Pharmacological evidence of calcium‐channel blockade by essential oil of Ocimum gratissimum and its main constituent, eugenol, in isolated aortic rings from DOCA‐salt hypertensive rats

Intravenous (i.v.) treatment of conscious DOCA‐salt hypertensive rats with the essential oil of Ocimum gratissimum L. (Labiatae) (EOOG) induced a hypotensive effect that seems related to an active vascular relaxation rather than withdrawal of sympathetic tone. To corroborate this hypothesis, the present study examined the vascular effects of EOOG and its main constituent, eugenol (EUG) and the putative mechanisms underlying these effects.
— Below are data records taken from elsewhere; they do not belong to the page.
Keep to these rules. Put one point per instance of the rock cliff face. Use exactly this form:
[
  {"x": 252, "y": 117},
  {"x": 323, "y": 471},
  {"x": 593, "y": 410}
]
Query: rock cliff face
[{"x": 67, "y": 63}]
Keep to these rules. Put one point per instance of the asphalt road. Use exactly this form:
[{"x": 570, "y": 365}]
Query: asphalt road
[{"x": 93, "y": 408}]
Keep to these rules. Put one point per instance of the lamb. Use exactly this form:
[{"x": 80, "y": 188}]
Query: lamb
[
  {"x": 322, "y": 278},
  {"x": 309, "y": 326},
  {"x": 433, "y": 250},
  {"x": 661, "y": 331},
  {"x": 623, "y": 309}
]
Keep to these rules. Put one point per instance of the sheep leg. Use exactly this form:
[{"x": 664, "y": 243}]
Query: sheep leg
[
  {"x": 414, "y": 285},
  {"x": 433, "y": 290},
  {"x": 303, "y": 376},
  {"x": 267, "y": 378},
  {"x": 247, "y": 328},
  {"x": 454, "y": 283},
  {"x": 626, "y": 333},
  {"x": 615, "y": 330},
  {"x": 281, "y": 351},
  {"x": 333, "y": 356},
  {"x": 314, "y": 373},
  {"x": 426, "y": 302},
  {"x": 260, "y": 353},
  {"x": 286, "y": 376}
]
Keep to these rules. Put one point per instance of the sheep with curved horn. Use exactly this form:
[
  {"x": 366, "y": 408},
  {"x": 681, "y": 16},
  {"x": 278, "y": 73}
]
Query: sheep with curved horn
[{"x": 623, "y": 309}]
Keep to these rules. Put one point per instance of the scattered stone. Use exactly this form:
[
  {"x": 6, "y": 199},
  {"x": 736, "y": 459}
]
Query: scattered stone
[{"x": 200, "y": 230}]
Additionally, the role of the vascular β 2 ‐adrenergic mechanism in the mediation of EOOG‐induced hypotension has also been investigated. In conscious DOCA‐salt hypertensive rats, the EOOG‐induced hypotension was reversible and remained unchanged by i.v. pretreatment with propranolol (2 mg/kg). In isolated aorta preparations with intact endothelium from DOCA‐salt hypertensive rats, EOOG (1–1000  μ g/mL) and EUG (0.006–6 m m ) relaxed the phenylephrine‐induced contraction similarly with IC 50 [geometric mean (95% confidence interval)] values of 226.9 (147.8–348.3)  μ g/mL and 1.2 (0.6–2.1) m m , respectively. Vasorelaxant effects of EOOG were significantly altered by removal of the vascular endothelium [IC 50  = 417.2 (349.5–497.8)  μ g/mL]. In a calcium‐free medium, the CaCl 2 ‐induced contractions were significantly reduced and even abolished by EOOG at 300 and 1000  μ g/mL, respectively, whereas EOOG (1000  μ g/mL) did not have any significant effect on caffeine‐induced contractions. Similar results were obtained with EUG (1.8 and 6 m m ) on both CaCl 2 ‐ and caffeine‐induced contractions, respectively. The data suggest that hypotensive responses to EOOG in DOCA‐salt hypertensive rats are due to an active vascular relaxation, which is partly dependent upon the integrity of the vascular endothelium and seems predominantly mediated through an inhibition of plasmalemmal Ca 2+ influx rather than Ca 2+ ‐induced Ca 2+ release from the sarcoplasmic reticulum.